Jeśli chodzi o mnie to ten cały epilog to totalny badziew.
Zrobiony został totalnie na odwal się. Nie zależało mi na jakiś fanowskich teoriach na temat zakończenia lecz po prostu na epickim zakończeniu typu "friendship is magic" oraz o lepszej piosence (co prawda motyw z zamykającą się książką był bardzo dobry). Poza tym tragiczne było między innymi:
- Spike z sześciopakiem, z małego przydupaska na kulturystę z wielką szczeną.
- Piosenka przez którą płaczę.
- Postarzenie postaci... Młodzi stali się dorośli, dorośli stali się starzy a starzy umarli...
- Trochę nie spodobało mi się nasilenie innych ras w Equestrii ale jest to szczegół (chociaż gryf w królewskiej straży wygląda dziwnie, nie wspominając o setce smoków chodzących po Canterlocie)
- No i chyba najgorsze co mogło być to zmiana Twilight w Celestie V2 i tak jak wspomniał kolega wyżej zostało to zrobione by Haj$bro sprzedawało kolejne swoje badziewie.

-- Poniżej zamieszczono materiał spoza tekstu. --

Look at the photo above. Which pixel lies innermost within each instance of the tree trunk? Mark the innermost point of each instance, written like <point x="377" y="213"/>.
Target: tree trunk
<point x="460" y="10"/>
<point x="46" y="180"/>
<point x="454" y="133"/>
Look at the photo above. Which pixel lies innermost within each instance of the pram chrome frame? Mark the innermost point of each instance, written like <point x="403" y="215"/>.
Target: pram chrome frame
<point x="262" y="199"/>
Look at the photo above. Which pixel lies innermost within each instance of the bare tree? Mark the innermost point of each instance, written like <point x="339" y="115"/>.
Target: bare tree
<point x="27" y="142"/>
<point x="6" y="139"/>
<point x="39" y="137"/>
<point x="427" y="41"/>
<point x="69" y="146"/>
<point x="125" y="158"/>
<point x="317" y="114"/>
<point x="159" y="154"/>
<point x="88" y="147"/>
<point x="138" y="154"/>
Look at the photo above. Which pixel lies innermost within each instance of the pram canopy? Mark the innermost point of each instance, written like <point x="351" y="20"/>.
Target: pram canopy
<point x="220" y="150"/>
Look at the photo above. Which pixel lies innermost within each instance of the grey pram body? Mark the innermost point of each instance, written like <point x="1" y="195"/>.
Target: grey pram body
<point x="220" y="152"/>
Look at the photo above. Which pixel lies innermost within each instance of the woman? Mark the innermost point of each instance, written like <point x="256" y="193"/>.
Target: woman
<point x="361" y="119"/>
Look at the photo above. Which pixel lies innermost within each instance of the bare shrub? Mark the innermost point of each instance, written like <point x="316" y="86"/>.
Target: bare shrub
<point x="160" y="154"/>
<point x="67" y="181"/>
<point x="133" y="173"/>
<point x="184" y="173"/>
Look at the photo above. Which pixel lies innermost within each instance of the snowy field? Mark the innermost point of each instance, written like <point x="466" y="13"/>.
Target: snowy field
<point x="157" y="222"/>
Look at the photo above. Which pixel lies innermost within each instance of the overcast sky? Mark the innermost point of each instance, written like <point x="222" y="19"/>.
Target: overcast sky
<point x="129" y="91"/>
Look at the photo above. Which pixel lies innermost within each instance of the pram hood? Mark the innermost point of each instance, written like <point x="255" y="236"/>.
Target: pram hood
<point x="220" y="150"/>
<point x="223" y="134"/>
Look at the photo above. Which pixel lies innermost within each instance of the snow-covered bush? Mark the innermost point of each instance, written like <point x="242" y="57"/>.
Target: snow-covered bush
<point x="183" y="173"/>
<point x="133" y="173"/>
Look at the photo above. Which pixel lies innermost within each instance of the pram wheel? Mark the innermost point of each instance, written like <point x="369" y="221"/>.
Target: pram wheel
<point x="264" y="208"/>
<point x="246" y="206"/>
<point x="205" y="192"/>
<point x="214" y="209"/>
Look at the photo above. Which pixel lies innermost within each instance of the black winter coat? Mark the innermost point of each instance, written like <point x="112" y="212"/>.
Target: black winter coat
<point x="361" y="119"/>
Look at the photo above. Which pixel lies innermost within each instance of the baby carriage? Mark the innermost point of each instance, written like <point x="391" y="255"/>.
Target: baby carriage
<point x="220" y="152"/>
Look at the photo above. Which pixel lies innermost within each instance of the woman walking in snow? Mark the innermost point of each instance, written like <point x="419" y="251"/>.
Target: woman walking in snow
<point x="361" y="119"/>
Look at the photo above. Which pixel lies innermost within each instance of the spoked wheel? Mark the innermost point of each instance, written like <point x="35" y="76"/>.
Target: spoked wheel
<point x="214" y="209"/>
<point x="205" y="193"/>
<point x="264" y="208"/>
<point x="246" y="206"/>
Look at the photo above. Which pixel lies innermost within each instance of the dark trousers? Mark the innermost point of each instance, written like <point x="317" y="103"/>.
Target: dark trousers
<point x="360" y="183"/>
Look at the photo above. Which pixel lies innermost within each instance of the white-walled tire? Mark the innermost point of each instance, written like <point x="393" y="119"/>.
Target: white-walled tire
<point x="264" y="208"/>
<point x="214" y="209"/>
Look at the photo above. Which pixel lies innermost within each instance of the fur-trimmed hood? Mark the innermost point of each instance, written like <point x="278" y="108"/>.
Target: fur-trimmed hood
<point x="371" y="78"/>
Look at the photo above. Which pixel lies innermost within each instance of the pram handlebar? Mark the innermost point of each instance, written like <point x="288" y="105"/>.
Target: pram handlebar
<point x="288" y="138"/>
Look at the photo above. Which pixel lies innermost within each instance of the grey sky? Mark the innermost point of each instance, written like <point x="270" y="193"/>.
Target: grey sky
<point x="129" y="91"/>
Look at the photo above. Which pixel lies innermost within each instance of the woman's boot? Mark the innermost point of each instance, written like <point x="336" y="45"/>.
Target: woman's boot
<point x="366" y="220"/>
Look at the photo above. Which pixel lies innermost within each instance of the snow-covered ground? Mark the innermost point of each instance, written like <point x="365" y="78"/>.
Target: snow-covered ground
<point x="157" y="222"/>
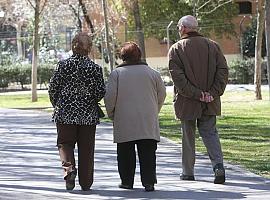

Przyznam też że od razu miałem mieszane uczucia co do tego może i przez to że serial się skończył a był dal mnie wszystkim. Całe to postarzenie było głupotą ale ostatecznie... OSTATECZNIE bym to przebolał. Ale Twilight to już do przesady!
Jak dla mnie odcinek 25 mógłby być ostatnim gdyż ja osobiście epilogu nie uznaje i raczej tego nie zrobię. Najlepszym rozwiązaniem mogło być zrobienie finału 3 częściowego tzn. 24 25 i 26 to "Koniec Końców" tylko że ma 3 części. W tej trzeciej mogli dać koronacje plus kilka wspomnień w odnowionej wersji czy nawet opowiedzieć kolka ciekawostek nawet o przyszłości. No cóż stało się jak się stało, nie ma co płakać nad rozlanym mlekiem.